New Delhi: Bollywood actor Anupam Kher, who had criticised those behind a recent flashpoint event at JNU, on Friday alleged that the university has refused to screen his film “Buddha in a traffic” considering the present atmosphere at the campus, a charge denied by the university.
Accusing the university of “stifling freedom of speech and expression”, Kher said that he was told that the university cannot allow the film to be screened owing to the present atmosphere at the campus.
“Why are only certain people allowed to exercise their freedom of expression at JNU? They should practice what they are preaching. If they’re talking about freedom of speech and expression, then they should follow it also,” he said.
The university officials refuted the allegations saying no request from Kher has been received by them for screening of any film.
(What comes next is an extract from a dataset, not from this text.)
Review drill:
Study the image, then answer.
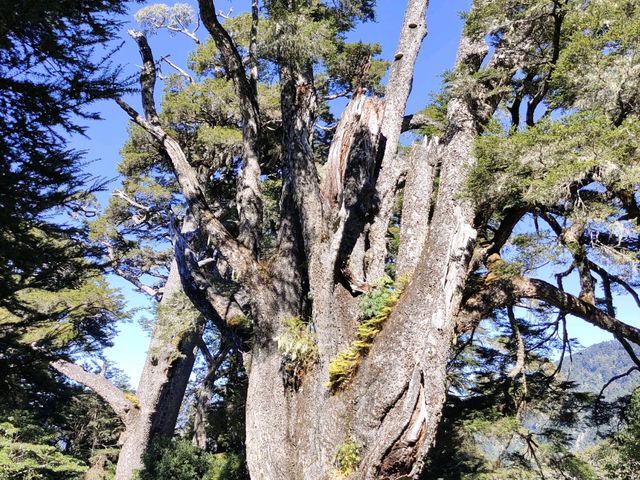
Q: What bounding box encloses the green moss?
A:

“We have not received any request from Kher for a screening. I did get an email from Vivek Agnihotri’s office and we replied saying there were no dates available in this semester as the academic calender was prescheduled. However, a screening could be done in next semester,” Ira Bhaskar from varsity’s School of Arts and Aesthetics said.
The varsity administration and the students union, which also organises film screenings on campus, denied having recieved any requests for the same. The controversial film ‘Aligarh’ was also screened at the varsity recently.
Directed by Vivek Agnihotri, the 2014 film called “Buddha Stuck In A Traffic Jam” also stars Arunoday Singh, Mahi Gill, Pallavi Joshi, besides Kher.
Kher, a Padmabhushan awardee, made the comments after Agnihotri took to Twitter saying that the varsity did not give permission to screen the film.
The veteran actor said he plays a professor who transforms the minds of students and incites them to become the change. He said it talks about the relationship between students and the teacher and the politics within.
Kher said that the film, which was made two years ago and was waiting for producers, depicts the atmosphere that is prevalent in JNU today.
“All kind of films are shown in JNU, it’s a film which is very relevant considering what is happening in JNU since a month. I am sure there are many students who would like to see it…It is not a controversial film,” Kher said.
“The filmmakers didn’t have the budget of Rs 5-6 crore to market the film so they decided to take the film across institutions and organisations to raise an awareness,” he said.
At a recent event in Kolkata, Kher had attacked JNU and its students’ union president Kanhaiya Kumar for allegedly raising “anti-national” slogans at an event on February 9 to protest the hanging of Parliament attack convict Afzal Guru.